ERC y EH Bildu defenderán este miércoles en el Senado una moción para que el Gobierno reconozca el supuesto déficit fiscal e inversor que atribuyen a Cataluña desde hace décadas.

El Pleno del Senado debatirá este miércoles una moción de ERC y EH Bildu, que forman el Grupo Izquierdas por la Independencia en esta sede parlamentaria, en la que se insta al Gobierno a reconocer el «agravio económico estructural» que supuestamente padece Cataluña como consecuencia del «déficit fiscal persistente» y del «déficit inversor acumulado» en infraestructuras durante las últimas décadas.
En la moción de estos dos partidos, se exige además al Ejecutivo que impulse «un nuevo modelo de financiación» para Cataluña y publique anualmente «las balanzas fiscales y los datos de inversión estatal territorializada».
La moción reclama, en su punto sexto, que el Pleno inste al Ejecutivo a «reconocer el agravio económico estructural que sufre Catalunya por el déficit fiscal persistente y el déficit inversor acumulado en infraestructuras», déficits que, según los promotores, «reducen la capacidad del país para garantizar servicios públicos, vivienda asequible, movilidad cotidiana y bienestar social».
En el séptimo y último punto, el texto plantea impulsar ese «nuevo modelo de financiación» para Cataluña y la publicación anual de las balanzas fiscales y los datos de inversión territorializada, con el fin de garantizar «transparencia, corresponsabilidad fiscal y mecanismos automáticos de compensación» cuando la inversión ejecutada quede por debajo de la presupuestada en los Presupuestos Generales del Estado.
«TRANSFERENCIA ESTRUCTURAL DE RECURSOS»
Para sostener ese diagnóstico, el grupo parlamentario cita los últimos datos de la balanza fiscal de la Generalitat, que registró en 2022 un déficit con el sector público central de 21.092 millones de euros, equivalente al 8,2% del PIB catalán y una «transferencia estructural de recursos» que, según el texto, «no retorna en forma de servicios, inversión o bienestar».
A esa cifra suman los proponentes un «déficit inversor crónico» en infraestructuras que, según el último informe de Foment del Treball citado en la moción, asciende a 49.543 millones de euros entre 2009 y 2025. Esa merma, advierten, se traduce en «menos trenes fiables, menos vivienda pública, menos capacidad productiva y menos competitividad».
La iniciativa reclama también al Gobierno incrementar el Salario Mínimo Interprofesional estatal hasta un 60% del salario medio e impulsar las modificaciones legislativas necesarias para establecer un salario mínimo propio en Cataluña, una cuantía que, según los cálculos del grupo, debería situarse en torno a los 1.460 euros mensuales actualizables mediante IPC.

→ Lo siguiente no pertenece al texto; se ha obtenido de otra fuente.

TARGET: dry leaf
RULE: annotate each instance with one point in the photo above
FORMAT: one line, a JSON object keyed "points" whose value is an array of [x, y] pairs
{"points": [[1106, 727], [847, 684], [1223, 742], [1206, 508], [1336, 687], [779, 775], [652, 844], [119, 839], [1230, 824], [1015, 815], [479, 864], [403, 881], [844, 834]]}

En materia de vivienda, el texto solicita la aplicación de los índices de contención de precios «a los alquileres de temporada y de habitaciones», el refuerzo de los instrumentos en zonas tensionadas, la movilización de la vivienda vacía y el traspaso «a título gratuito» a la Generalitat de los activos residenciales de Sareb y Sepes situados en Cataluña.
«MÁS INTERVENCIÓN PÚBLICA»
La moción incluye además reformas legales urbanísticas que «simplifiquen los trámites» para construir vivienda social a gran escala, «prohibiendo su reversión al sector privado», y un avance hacia un sistema fiscal «más justo y redistributivo» que refuerce la tributación efectiva de los grandes patrimonios, las rentas del capital, los beneficios extraordinarios y los grandes tenedores inmobiliarios.
El texto recuerda que, según el Informe Social de Cataluña 2025, el 1% más rico de la comunidad acumula el 27,5% de la riqueza, «casi cinco veces más» que el 50% más pobre, y que la ciudadanía catalana destina de media el 95% de su salario «a cubrir necesidades básicas» pese a la bonanza macroeconómica.
Sobre la presión inmobiliaria, los promotores subrayan que tres de cada diez hogares de alquiler en la comunidad destinan el 40% o más de sus ingresos al pago de la vivienda y que una familia arrendataria necesita «de media 20 años de ahorro» para poder adquirir una vivienda de segunda mano en el mercado actual.
La iniciativa concluye que la «bonanza macroeconómica no puede considerarse un éxito si no llega a la vida material de la mayoría» y reclama «más intervención pública, más redistribución y más protección social», lo que, a juicio de los firmantes, «se paliaría en buena medida» si Cataluña dispusiera de «mayor soberanía fiscal, laboral y habitacional».